The far right has never taken its own ideology seriously – it's all a means to an end. They tie sympathetic intellectuals up in knots trying to parse and categorize the finer gradations of racist nonsense, and then do whatever they hell they want once they're in power.
> The far right has never taken its own ideology seriously – it's all a means to an end. They tie sympathetic intellectuals up in knots trying to parse and categorize the finer gradations of racist nonsense,
This really doesn't match my experience given how much time they spend arguing/discussing amongst themselves.
Perhaps then you can point me to an intellectually coherent defense of the idea that the US should be split up into racially segregated ethnostates.
Bickering and infighting hardly constitute evidence that intellectually serious work is being done in good faith. The far right has no more use for its 'useful idiots' once it attains power than the Communist party did for its pet intellectuals.

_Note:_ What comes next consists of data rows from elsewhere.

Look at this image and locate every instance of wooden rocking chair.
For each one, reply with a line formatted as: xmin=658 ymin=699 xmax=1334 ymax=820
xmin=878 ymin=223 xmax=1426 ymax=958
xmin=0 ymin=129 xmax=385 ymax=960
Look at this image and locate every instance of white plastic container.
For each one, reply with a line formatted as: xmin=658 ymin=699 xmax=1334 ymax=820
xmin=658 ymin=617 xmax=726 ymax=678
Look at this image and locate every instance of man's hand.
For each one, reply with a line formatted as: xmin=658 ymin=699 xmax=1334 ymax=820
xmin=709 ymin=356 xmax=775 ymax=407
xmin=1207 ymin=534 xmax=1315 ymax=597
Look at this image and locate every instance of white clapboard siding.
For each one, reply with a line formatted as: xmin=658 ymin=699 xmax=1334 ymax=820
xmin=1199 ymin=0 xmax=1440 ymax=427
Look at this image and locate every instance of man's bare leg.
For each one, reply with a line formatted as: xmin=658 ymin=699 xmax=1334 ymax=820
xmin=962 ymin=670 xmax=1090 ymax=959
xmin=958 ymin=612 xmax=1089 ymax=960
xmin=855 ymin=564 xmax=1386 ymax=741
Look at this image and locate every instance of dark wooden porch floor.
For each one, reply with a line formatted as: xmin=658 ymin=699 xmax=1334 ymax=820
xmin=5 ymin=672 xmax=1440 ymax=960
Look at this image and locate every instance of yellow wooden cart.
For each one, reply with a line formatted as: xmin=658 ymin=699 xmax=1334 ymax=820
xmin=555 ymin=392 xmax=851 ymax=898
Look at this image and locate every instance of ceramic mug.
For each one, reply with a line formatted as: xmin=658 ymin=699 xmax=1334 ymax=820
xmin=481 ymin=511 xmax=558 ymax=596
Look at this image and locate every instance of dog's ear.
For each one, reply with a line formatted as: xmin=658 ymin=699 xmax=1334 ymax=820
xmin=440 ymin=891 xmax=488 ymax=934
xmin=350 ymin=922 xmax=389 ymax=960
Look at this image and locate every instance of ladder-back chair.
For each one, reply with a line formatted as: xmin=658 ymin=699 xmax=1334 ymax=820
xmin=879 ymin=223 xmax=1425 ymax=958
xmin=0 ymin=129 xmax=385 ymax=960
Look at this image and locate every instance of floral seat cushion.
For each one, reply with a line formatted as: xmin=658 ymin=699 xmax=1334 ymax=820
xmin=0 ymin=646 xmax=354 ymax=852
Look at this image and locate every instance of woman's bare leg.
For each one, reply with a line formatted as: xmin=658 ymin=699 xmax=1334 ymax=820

They take their political project seriously, but you won’t find an intellectually serious defense of far right ideology because they are simply not interested in doing that. I am not sure why people are so keen to provide cover for these people by keeping up the pretense that they have some kind of coherent political ideology that can be rationally debated. No-one who is nuts enough to advocate for racially segregated ethnostates within the USA is in that category.
And defunding the police isn't nuts? It's not like the Woke left makes much more sense. Since when is a coherent political ideology a precondition to anything?
Well if everything is about racist white oppressors and colored victims, it could follow that some white people will want a country of their own where they don't have to oppress anyone or be called racist just for being white?
In online arguments I've seen people use definitions ranging all the way from "members of the National Socialist Worker's Party of 1930s and 1940s Germany" to "literally anyone talking in a loud voice" but the most practical distinction between run of the mill fascists and nazis I've seen is that nazis are fascists who also believe in the Jewish conspiracy - which describes a lot more people than most people unaware of far-right memes would probably think.
Of course that leaves the question of how you define fascism, which is a whole 'nother can of worms.
I'd loosely define 'fascism' as 'rule through sheer power by the deserving, over those who don't deserve power or self-rule'. The basic concept is, not everybody deserves to rule. Some people deserve to rule, and others have to BE ruled against their wishes, forever.
Maximum observed 'forever' seems to be under a decade, once the full fascism kicks in and is unavoidable. I don't believe fascism is sustainable, and what we see as 'woke' is a typical reaction to these attempts at rule. (Yes, I'm suggesting that power structures lean more towards fascism than they used to, and that this creates 'woke' as a reaction to this pressure)
I'd loosely define 'Nazi' as 'fascist with specific focus on seizing power through propaganda, media, and politics, particularly with use of anything that's new media'. In the 30s and 40s, of course, this was radio. There had always been massed political rallies (though the use of epic film propaganda was also new, as there'd be no Riefenstahl without the existence of film) but there hadn't been broadcast radio. Generalized, 'Nazi' means fascism plus modern media, and I'd be comfortable focusing that down a little to specify the media's used to rally 'the people' against enemies, specifically internal enemies in an ill-defined way.
Rallying people against 'woke' through coordinated use of social media is EXACTLY Nazi, in technique.